Unrelated to the partnership, both GE and Highview were chosen last month by the U.K. Department of Energy & Climate Change to work with recycling and renewable energy company Viridor to build a 5-megawatt, 15-megawatt-hour LAES demonstration plant at a Viridor landfill gas-to-energy plant in the U.K. The £8 million ($13 million) government-funded project will begin operation in spring of 2015.

Highview also has an agreement with German industrial gas company Messer Group, although that partnership is more about accessing Messer’s expertise in industrial gases than it is about project development.

The partnership with GE, on the other hand, gives Highview access to a global supply chain. Currently, the startup is working with GE on technology integration. No other pilot projects have yet been announced.

Highview is eager to expand into the U.S., where the 1.3-gigawatt energy storage mandate in California is attracting various technologies. The startup’s costs at the SSE plant outside of London have remained at about $1,000 per kilowatt, or about $500 per kilowatt-hour of energy stored, which is cheaper than current battery grid storage.

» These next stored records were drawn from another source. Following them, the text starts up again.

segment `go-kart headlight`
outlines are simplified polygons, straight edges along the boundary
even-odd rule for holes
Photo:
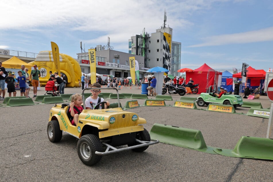
[[[109,122],[110,124],[114,124],[116,121],[116,119],[113,117],[111,117],[110,118],[110,121]]]
[[[135,121],[138,119],[138,116],[135,115],[132,117],[132,120],[134,121]]]

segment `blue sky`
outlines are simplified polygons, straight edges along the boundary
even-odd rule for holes
[[[87,51],[109,36],[114,50],[127,53],[131,36],[162,25],[164,9],[173,41],[181,43],[181,68],[273,68],[270,0],[2,0],[0,48],[38,53],[53,41],[76,58],[80,42]]]

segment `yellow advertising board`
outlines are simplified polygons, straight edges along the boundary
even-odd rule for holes
[[[91,84],[96,82],[96,53],[95,49],[88,49]]]
[[[210,104],[208,106],[208,111],[217,111],[224,113],[232,113],[233,106],[218,106]]]

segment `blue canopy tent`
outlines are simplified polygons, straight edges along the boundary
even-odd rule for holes
[[[222,73],[222,80],[221,86],[228,89],[228,92],[233,92],[233,79],[232,73],[226,71]]]

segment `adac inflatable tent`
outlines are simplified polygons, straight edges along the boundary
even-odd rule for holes
[[[60,53],[60,66],[61,73],[65,75],[67,79],[66,86],[73,87],[79,86],[78,80],[80,79],[82,71],[80,64],[75,59],[68,55]],[[53,73],[55,71],[54,63],[52,51],[41,51],[39,53],[34,61],[29,63],[33,65],[37,65],[41,72],[41,77],[39,79],[40,84],[44,86],[50,77],[49,71]]]
[[[222,73],[222,80],[221,86],[228,89],[228,92],[233,92],[233,79],[232,73],[227,71]]]
[[[188,83],[190,78],[191,78],[194,84],[199,84],[198,93],[206,92],[207,86],[209,87],[214,85],[214,80],[215,80],[215,83],[218,83],[219,75],[221,74],[221,73],[216,71],[205,63],[192,72],[186,72],[186,83]],[[209,87],[207,88],[208,88]]]
[[[262,70],[257,70],[251,66],[247,68],[246,87],[249,88],[255,89],[260,86],[262,86],[265,78],[265,71]],[[241,72],[234,74],[233,76],[233,78],[237,78],[239,80],[241,77]],[[244,83],[243,83],[242,90],[244,90],[245,86]]]

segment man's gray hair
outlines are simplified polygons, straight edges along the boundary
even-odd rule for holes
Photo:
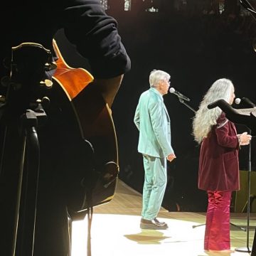
[[[153,70],[149,75],[149,85],[150,87],[155,87],[158,82],[161,80],[169,81],[171,78],[171,75],[164,71]]]

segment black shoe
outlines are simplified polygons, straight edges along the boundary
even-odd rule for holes
[[[149,230],[166,230],[168,228],[168,225],[165,223],[161,223],[157,219],[156,220],[156,218],[152,220],[142,218],[140,228]]]
[[[164,222],[164,221],[159,221],[156,218],[155,218],[154,219],[154,220],[156,222],[156,223],[158,223],[158,224],[160,224],[160,225],[167,225],[167,224],[165,223],[165,222]]]

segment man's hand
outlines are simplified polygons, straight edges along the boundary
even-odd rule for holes
[[[174,159],[176,159],[176,155],[173,153],[167,156],[167,160],[169,161],[172,161]]]

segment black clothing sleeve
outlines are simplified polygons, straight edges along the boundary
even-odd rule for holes
[[[88,60],[92,75],[109,78],[127,72],[130,59],[118,33],[117,21],[106,14],[97,0],[68,3],[61,17],[65,36]]]

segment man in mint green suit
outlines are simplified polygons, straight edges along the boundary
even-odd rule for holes
[[[168,228],[156,217],[167,183],[166,159],[171,161],[176,158],[171,144],[170,117],[163,99],[170,78],[162,70],[151,72],[150,88],[141,95],[134,115],[139,131],[138,151],[142,154],[145,171],[141,228]]]

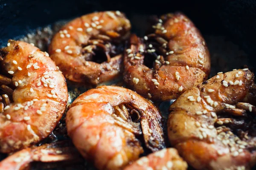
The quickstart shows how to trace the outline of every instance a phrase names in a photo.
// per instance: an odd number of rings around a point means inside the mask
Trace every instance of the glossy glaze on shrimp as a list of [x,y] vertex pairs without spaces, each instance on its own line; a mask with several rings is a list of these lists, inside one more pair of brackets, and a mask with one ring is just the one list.
[[141,157],[124,170],[185,170],[187,167],[175,149],[168,148]]
[[[256,163],[254,75],[219,73],[170,107],[170,142],[196,169],[244,170]],[[245,103],[246,102],[246,103]]]
[[125,53],[124,79],[144,96],[176,99],[206,79],[209,53],[199,30],[184,14],[167,14],[157,22],[144,40],[131,36]]
[[119,11],[87,14],[61,29],[49,54],[66,78],[97,85],[120,76],[130,29],[130,21]]
[[66,108],[65,78],[49,54],[9,40],[0,50],[0,152],[9,153],[47,137]]
[[162,116],[148,100],[123,88],[102,86],[78,97],[67,113],[68,134],[99,170],[118,170],[143,152],[165,147]]

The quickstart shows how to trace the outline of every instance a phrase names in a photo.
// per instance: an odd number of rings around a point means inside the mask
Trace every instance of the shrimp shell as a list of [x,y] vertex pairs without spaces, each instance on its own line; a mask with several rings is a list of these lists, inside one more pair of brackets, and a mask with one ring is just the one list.
[[[126,106],[116,108],[119,105]],[[117,111],[121,109],[123,111]],[[140,116],[137,131],[137,126],[132,127],[137,122],[130,119],[133,110]],[[135,135],[143,134],[146,147],[153,152],[165,147],[162,121],[151,103],[131,90],[113,86],[99,86],[82,94],[71,105],[66,118],[74,144],[99,170],[119,169],[139,158],[143,150]]]
[[[253,79],[247,69],[220,72],[189,89],[171,105],[169,138],[189,164],[198,170],[250,169],[255,164],[255,122],[243,120],[253,112],[243,115],[245,110],[238,108],[252,107],[239,102],[248,98]],[[246,123],[250,121],[253,129]]]
[[[130,21],[119,11],[83,15],[68,23],[55,35],[49,54],[67,79],[97,85],[120,76],[123,70],[122,45],[130,29]],[[93,61],[93,58],[102,57],[95,53],[99,49],[107,61]]]
[[12,85],[17,85],[12,95],[14,102],[0,113],[3,153],[28,147],[47,137],[61,118],[68,98],[65,78],[46,53],[26,42],[9,42],[0,50],[0,64],[13,76]]
[[[153,34],[144,40],[131,36],[124,59],[125,82],[156,100],[177,99],[205,80],[210,68],[205,41],[192,22],[180,13],[161,18],[163,23],[153,26]],[[154,57],[153,68],[145,65],[150,57]]]

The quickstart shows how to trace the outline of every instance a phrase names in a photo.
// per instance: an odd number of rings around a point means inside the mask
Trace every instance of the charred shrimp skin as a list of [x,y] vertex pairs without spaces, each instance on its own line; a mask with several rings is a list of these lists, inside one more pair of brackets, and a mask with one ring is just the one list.
[[87,14],[61,29],[49,53],[67,79],[97,85],[120,75],[130,29],[130,21],[119,11]]
[[177,99],[206,80],[210,68],[207,48],[182,13],[163,15],[152,26],[154,31],[143,40],[131,35],[124,54],[124,80],[145,97]]
[[81,155],[99,170],[117,170],[143,152],[136,137],[153,152],[165,147],[163,119],[134,92],[102,86],[79,97],[67,113],[68,135]]
[[218,73],[171,105],[169,138],[189,164],[198,170],[244,170],[255,164],[256,112],[248,103],[255,99],[253,81],[247,68]]
[[124,170],[185,170],[187,163],[182,159],[175,148],[163,149],[143,156]]
[[[9,40],[0,50],[0,152],[10,153],[47,137],[66,109],[65,78],[49,54]],[[2,73],[1,73],[2,74]]]

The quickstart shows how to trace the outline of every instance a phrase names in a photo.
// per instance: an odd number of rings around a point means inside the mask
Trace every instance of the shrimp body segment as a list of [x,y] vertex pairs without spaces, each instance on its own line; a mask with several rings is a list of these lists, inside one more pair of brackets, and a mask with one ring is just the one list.
[[169,138],[189,164],[198,170],[255,164],[256,110],[248,103],[255,102],[253,79],[248,69],[221,72],[170,106]]
[[124,170],[185,170],[187,163],[174,148],[163,149],[140,158]]
[[130,21],[119,11],[87,14],[61,29],[49,53],[66,78],[97,85],[120,76],[130,29]]
[[68,98],[65,78],[48,54],[21,41],[9,40],[8,46],[0,50],[0,67],[6,75],[0,81],[3,153],[47,137],[61,118]]
[[143,150],[136,137],[143,138],[146,147],[153,152],[164,148],[162,121],[149,101],[113,86],[82,94],[71,105],[66,118],[74,144],[99,170],[119,169],[138,159]]
[[144,96],[177,99],[207,78],[209,54],[199,30],[184,14],[164,15],[157,22],[143,39],[131,36],[124,80]]

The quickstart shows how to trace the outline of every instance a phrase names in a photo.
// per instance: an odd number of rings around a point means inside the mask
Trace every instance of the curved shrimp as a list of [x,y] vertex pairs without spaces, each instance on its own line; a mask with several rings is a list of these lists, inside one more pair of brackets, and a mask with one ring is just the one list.
[[136,136],[152,151],[165,147],[163,119],[153,104],[123,88],[102,86],[78,97],[67,113],[68,135],[99,170],[117,170],[143,152]]
[[23,149],[0,162],[0,169],[26,170],[29,164],[35,162],[81,161],[79,153],[71,144],[70,142],[61,141]]
[[67,79],[97,85],[120,75],[130,29],[130,21],[119,11],[85,15],[54,36],[49,54]]
[[131,36],[124,55],[124,81],[157,100],[177,99],[206,80],[210,67],[204,40],[191,21],[180,13],[160,18],[144,40]]
[[[31,146],[47,137],[66,108],[66,80],[47,53],[9,40],[0,50],[0,152]],[[7,73],[6,73],[7,72]]]
[[141,157],[124,170],[184,170],[187,167],[175,149],[167,148]]
[[220,72],[171,105],[169,139],[189,164],[198,170],[249,169],[255,164],[256,108],[243,102],[254,102],[253,79],[248,68]]

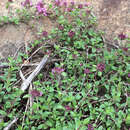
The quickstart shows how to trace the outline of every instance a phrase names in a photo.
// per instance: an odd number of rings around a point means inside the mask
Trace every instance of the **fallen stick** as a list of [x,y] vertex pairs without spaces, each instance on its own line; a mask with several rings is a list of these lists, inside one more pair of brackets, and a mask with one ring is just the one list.
[[15,117],[3,130],[9,130],[11,126],[18,120],[17,117]]
[[38,73],[40,72],[40,70],[43,68],[43,66],[46,64],[47,60],[48,60],[49,56],[45,56],[42,61],[39,63],[39,65],[36,67],[36,69],[29,75],[29,77],[23,81],[22,85],[21,85],[21,90],[25,91],[29,84],[32,82],[32,80],[38,75]]

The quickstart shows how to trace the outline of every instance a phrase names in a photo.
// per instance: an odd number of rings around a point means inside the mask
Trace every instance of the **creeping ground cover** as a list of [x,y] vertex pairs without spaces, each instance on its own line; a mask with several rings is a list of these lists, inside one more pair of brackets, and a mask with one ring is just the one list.
[[[123,32],[116,40],[125,46],[107,45],[89,3],[25,0],[22,6],[1,26],[49,18],[55,28],[35,32],[37,39],[0,68],[0,129],[129,130],[130,38]],[[45,66],[21,90],[43,57]]]

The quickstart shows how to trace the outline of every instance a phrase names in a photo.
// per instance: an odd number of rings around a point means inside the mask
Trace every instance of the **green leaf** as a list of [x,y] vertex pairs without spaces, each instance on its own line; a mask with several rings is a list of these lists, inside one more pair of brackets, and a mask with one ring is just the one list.
[[130,114],[127,115],[127,117],[125,119],[125,123],[127,126],[130,126]]
[[83,124],[86,125],[89,123],[89,121],[90,121],[90,118],[86,118],[86,119],[84,119]]
[[0,115],[5,116],[5,115],[6,115],[6,112],[3,111],[3,110],[0,110]]

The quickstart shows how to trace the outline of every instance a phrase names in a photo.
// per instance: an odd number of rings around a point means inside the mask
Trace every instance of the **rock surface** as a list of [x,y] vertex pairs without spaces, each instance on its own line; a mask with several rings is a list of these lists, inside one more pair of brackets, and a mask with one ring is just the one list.
[[[6,4],[8,0],[0,0],[0,16],[7,16],[8,9]],[[23,8],[21,0],[13,0],[10,9],[15,12],[16,9]],[[32,0],[35,5],[39,0]],[[50,3],[51,0],[45,0]],[[70,0],[68,0],[70,2]],[[81,0],[74,0],[77,4]],[[105,32],[105,36],[109,40],[113,40],[119,33],[124,32],[130,34],[130,0],[82,0],[90,2],[93,6],[93,12],[98,19],[98,29]],[[50,31],[54,27],[54,23],[49,19],[41,19],[40,21],[30,21],[37,27]],[[14,55],[20,46],[24,46],[35,39],[35,35],[31,29],[28,29],[26,24],[4,25],[0,27],[0,59],[6,58],[9,55]]]

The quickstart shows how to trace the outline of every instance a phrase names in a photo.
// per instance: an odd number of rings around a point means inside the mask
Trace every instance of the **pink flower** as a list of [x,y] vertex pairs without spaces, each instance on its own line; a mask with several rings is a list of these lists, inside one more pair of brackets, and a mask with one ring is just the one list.
[[30,94],[32,95],[32,97],[40,97],[42,96],[42,92],[38,91],[38,90],[35,90],[33,89]]
[[71,12],[71,11],[73,11],[74,9],[73,8],[67,8],[67,11],[68,12]]
[[8,2],[13,2],[13,0],[8,0]]
[[64,72],[64,69],[60,67],[55,67],[52,69],[53,74],[61,74],[62,72]]
[[70,106],[65,106],[65,109],[66,109],[67,111],[72,110]]
[[54,4],[55,4],[56,6],[60,6],[60,5],[61,5],[61,2],[60,2],[59,0],[55,0]]
[[79,9],[82,9],[82,8],[83,8],[83,4],[79,4],[79,5],[78,5],[78,8],[79,8]]
[[85,3],[84,6],[88,7],[90,5],[89,2]]
[[69,36],[70,38],[72,38],[74,35],[75,35],[75,32],[73,32],[73,31],[68,32],[68,36]]
[[130,73],[128,74],[128,78],[130,78]]
[[36,9],[39,14],[43,14],[44,16],[47,16],[47,9],[44,7],[44,3],[42,1],[39,1],[37,3]]
[[125,40],[127,38],[126,35],[123,33],[119,34],[118,37],[120,38],[120,40]]
[[89,74],[89,73],[90,73],[90,70],[89,70],[89,69],[85,69],[85,70],[84,70],[84,73],[85,73],[85,74]]
[[123,50],[124,50],[124,51],[128,51],[128,48],[124,47]]
[[32,1],[31,0],[25,0],[24,2],[21,3],[23,6],[32,6]]
[[58,28],[59,28],[59,30],[61,30],[61,31],[64,30],[64,26],[62,26],[62,25],[59,25]]
[[74,1],[71,1],[71,5],[72,5],[72,6],[74,6],[74,5],[75,5]]

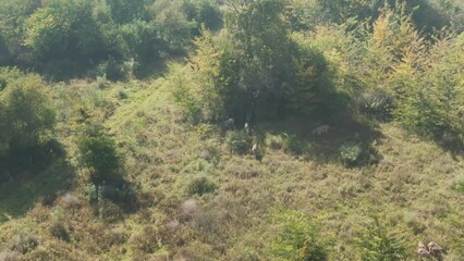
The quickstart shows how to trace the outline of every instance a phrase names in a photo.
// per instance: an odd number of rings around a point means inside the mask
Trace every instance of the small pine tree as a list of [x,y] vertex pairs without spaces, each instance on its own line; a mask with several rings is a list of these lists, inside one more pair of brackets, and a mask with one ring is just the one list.
[[123,161],[112,138],[101,130],[86,132],[78,141],[78,149],[81,162],[90,170],[90,182],[96,187],[122,182]]
[[408,258],[404,233],[387,225],[377,215],[361,231],[355,243],[359,247],[359,260],[363,261],[400,261]]

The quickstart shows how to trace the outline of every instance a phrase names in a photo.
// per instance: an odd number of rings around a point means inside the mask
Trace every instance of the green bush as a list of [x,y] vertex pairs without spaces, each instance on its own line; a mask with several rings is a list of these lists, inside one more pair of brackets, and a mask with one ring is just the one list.
[[89,130],[78,140],[81,163],[90,170],[90,182],[97,188],[103,183],[121,184],[123,159],[117,151],[115,142],[100,129]]
[[61,221],[53,221],[50,225],[50,233],[52,236],[64,240],[66,243],[70,241],[70,232],[68,228],[63,225]]
[[193,178],[186,187],[186,192],[188,196],[203,196],[205,194],[213,192],[218,186],[208,177],[195,177]]
[[294,134],[283,134],[283,150],[295,154],[303,152],[301,140]]
[[357,109],[374,119],[386,121],[391,119],[394,100],[383,91],[369,91],[355,99]]
[[358,144],[345,142],[340,147],[339,152],[343,164],[352,166],[361,163],[363,148]]
[[285,210],[277,215],[281,229],[272,243],[277,260],[328,260],[328,239],[320,234],[320,225],[300,211]]
[[108,223],[115,223],[123,217],[123,210],[114,202],[101,199],[98,202],[98,217]]
[[359,248],[359,260],[363,261],[390,261],[407,260],[407,239],[403,229],[388,225],[379,216],[373,216],[373,221],[359,232],[355,238]]

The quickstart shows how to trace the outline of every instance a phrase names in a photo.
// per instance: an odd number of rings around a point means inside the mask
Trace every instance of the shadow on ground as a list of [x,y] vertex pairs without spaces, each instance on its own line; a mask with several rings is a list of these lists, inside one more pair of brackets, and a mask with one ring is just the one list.
[[[330,126],[327,133],[313,132],[322,125]],[[267,134],[280,136],[289,153],[319,163],[342,162],[349,166],[363,166],[376,164],[382,159],[374,148],[383,138],[377,124],[350,114],[328,120],[289,119],[264,123],[257,133],[258,142],[265,142]],[[353,151],[356,150],[355,147],[358,151]],[[347,154],[352,153],[352,157],[358,153],[354,157],[357,159],[346,162],[341,156],[343,150],[347,150]]]
[[65,157],[59,157],[42,171],[22,171],[0,183],[0,222],[27,213],[38,201],[52,203],[57,196],[73,185],[74,169]]

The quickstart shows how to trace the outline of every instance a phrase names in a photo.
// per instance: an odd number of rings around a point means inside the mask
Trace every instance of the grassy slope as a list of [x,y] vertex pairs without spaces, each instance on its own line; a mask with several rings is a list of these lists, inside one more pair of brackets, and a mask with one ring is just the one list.
[[[126,154],[127,177],[138,184],[143,208],[113,223],[94,217],[83,198],[82,172],[76,173],[72,196],[60,196],[50,207],[40,203],[42,189],[28,190],[34,179],[3,185],[0,246],[10,246],[15,235],[34,234],[40,246],[25,254],[26,260],[162,260],[168,253],[175,260],[270,260],[269,245],[279,227],[272,213],[284,206],[309,214],[325,236],[335,239],[331,260],[356,260],[352,239],[373,210],[415,239],[410,243],[412,257],[419,239],[449,247],[449,260],[464,257],[464,196],[454,190],[464,179],[462,159],[383,124],[378,126],[381,135],[370,140],[383,159],[371,167],[346,169],[330,159],[307,160],[270,147],[258,162],[231,154],[213,126],[184,124],[169,87],[163,78],[105,90],[78,82],[57,86],[65,122],[59,129],[70,153],[75,114],[71,104],[85,101],[91,113],[107,119],[106,126]],[[121,91],[129,98],[118,99]],[[279,144],[276,129],[292,128],[290,122],[274,123],[261,133]],[[330,148],[332,140],[357,132],[363,134],[340,123],[328,136],[316,139],[304,128],[300,136]],[[53,181],[58,171],[53,173],[50,179],[47,173],[38,179]],[[194,196],[196,204],[187,208],[185,187],[197,176],[208,176],[219,187]],[[60,189],[53,184],[40,186]],[[12,191],[14,186],[19,189]],[[22,210],[25,190],[30,194],[28,212]],[[11,202],[17,203],[16,210]],[[56,222],[70,231],[70,243],[51,236],[49,227]]]

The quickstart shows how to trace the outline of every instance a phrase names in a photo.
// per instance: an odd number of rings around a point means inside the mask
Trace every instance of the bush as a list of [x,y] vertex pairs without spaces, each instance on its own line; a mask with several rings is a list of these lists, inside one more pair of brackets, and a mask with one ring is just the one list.
[[359,232],[355,239],[359,247],[359,260],[407,260],[407,240],[402,231],[387,223],[379,216]]
[[133,248],[136,250],[154,253],[160,249],[158,232],[152,226],[145,226],[143,231],[131,238]]
[[137,197],[133,186],[123,183],[119,186],[108,185],[101,187],[101,197],[123,207],[125,210],[133,210],[137,207]]
[[103,220],[108,223],[115,223],[121,221],[123,217],[122,209],[109,200],[100,200],[98,202],[98,216],[100,220]]
[[16,251],[1,251],[0,252],[0,260],[1,261],[19,261],[20,260],[20,253]]
[[123,161],[115,142],[100,129],[87,130],[78,140],[81,163],[90,169],[90,181],[97,186],[103,183],[122,184]]
[[213,192],[217,189],[217,185],[209,179],[208,177],[202,176],[192,179],[192,182],[186,187],[186,192],[190,196],[198,195],[203,196],[205,194]]
[[340,149],[340,159],[343,164],[353,166],[361,163],[363,149],[359,145],[354,142],[345,142]]
[[295,154],[303,152],[301,141],[297,139],[296,135],[283,134],[283,150]]
[[64,240],[66,243],[70,241],[70,233],[68,231],[68,228],[63,225],[62,222],[60,221],[54,221],[51,225],[50,225],[50,233],[52,236]]
[[277,216],[282,224],[272,244],[272,252],[280,260],[328,260],[330,243],[320,235],[320,226],[298,211],[284,211]]
[[393,98],[378,90],[361,95],[355,99],[355,104],[362,113],[381,121],[390,120],[395,108]]
[[225,144],[237,154],[246,154],[252,148],[252,138],[243,130],[229,130],[225,134]]

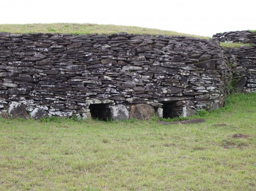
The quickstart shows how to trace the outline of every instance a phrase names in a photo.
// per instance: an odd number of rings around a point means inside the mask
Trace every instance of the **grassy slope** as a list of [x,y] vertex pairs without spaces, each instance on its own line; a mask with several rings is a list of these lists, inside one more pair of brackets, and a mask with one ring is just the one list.
[[231,101],[199,124],[0,119],[0,190],[253,190],[256,94]]
[[170,30],[143,28],[138,27],[118,26],[113,24],[78,24],[75,23],[54,23],[48,24],[0,24],[0,32],[7,32],[13,34],[31,33],[70,33],[79,34],[113,34],[126,32],[130,34],[150,34],[151,35],[182,35],[187,36],[209,39],[210,37],[190,35]]

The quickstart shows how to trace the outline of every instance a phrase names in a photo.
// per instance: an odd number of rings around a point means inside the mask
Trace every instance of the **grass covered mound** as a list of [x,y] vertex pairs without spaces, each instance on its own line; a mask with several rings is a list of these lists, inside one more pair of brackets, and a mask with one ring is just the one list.
[[200,39],[209,39],[209,37],[178,33],[170,30],[160,30],[113,24],[78,24],[76,23],[53,23],[49,24],[2,24],[0,32],[7,32],[13,34],[34,33],[80,34],[111,34],[121,32],[129,34],[148,34],[151,35],[184,36]]
[[1,118],[0,190],[253,190],[256,106],[233,95],[204,123],[168,126]]

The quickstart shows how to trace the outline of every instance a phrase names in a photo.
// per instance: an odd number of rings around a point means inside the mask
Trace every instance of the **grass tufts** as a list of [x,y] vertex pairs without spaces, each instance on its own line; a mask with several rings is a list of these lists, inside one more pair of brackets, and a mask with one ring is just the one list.
[[151,35],[184,36],[200,39],[209,39],[210,37],[178,33],[170,30],[141,27],[139,27],[113,24],[96,24],[86,23],[53,23],[33,24],[2,24],[0,32],[7,32],[13,34],[31,33],[71,33],[78,34],[111,34],[125,32],[130,34]]

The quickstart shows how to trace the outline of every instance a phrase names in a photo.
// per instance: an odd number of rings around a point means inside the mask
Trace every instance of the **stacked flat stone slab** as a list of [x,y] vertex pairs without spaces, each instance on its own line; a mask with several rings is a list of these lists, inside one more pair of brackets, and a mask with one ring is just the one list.
[[256,43],[256,32],[250,30],[226,32],[217,33],[213,36],[213,39],[221,42]]
[[225,48],[237,92],[256,92],[256,45]]
[[2,33],[0,63],[0,109],[21,103],[36,119],[86,118],[105,104],[115,119],[144,119],[168,102],[186,116],[222,106],[228,72],[215,40],[125,33]]
[[213,38],[226,43],[250,43],[250,46],[226,48],[224,54],[231,65],[231,72],[236,80],[236,91],[256,92],[256,32],[248,30],[217,33]]

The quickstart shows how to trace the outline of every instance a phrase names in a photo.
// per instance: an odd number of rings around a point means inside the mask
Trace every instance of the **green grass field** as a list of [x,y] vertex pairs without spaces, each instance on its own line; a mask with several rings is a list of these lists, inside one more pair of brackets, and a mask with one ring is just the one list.
[[207,36],[191,35],[170,30],[144,28],[139,27],[114,25],[114,24],[96,24],[86,23],[53,23],[34,24],[0,24],[0,32],[7,32],[13,34],[42,33],[69,33],[74,35],[79,34],[111,34],[120,32],[130,34],[148,34],[151,35],[182,35],[186,36],[209,39]]
[[0,190],[255,190],[256,94],[227,100],[198,124],[0,118]]

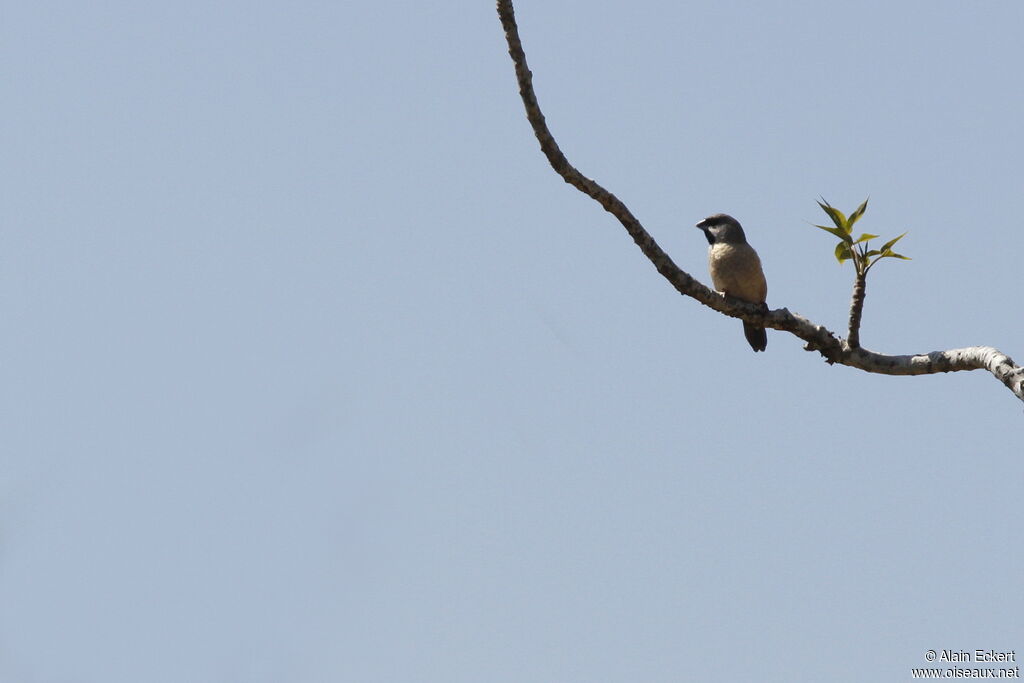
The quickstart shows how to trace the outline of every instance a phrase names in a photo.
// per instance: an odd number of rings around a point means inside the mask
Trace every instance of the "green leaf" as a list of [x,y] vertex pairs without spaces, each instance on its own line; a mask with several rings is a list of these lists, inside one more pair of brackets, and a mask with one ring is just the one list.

For the past three years, Highview has had a grid-connected 350-kilowatt, 2.5 megawatt-hour pilot plant with Scottish & Southern Energy next to the utility’s 80-megawatt Slough Heat and Power Biomass Plant just outside of London.

Highview has raised around £17 million ($28 million) to date and is currently going through an investment round that could bring that figure to about £20 million ($33 million).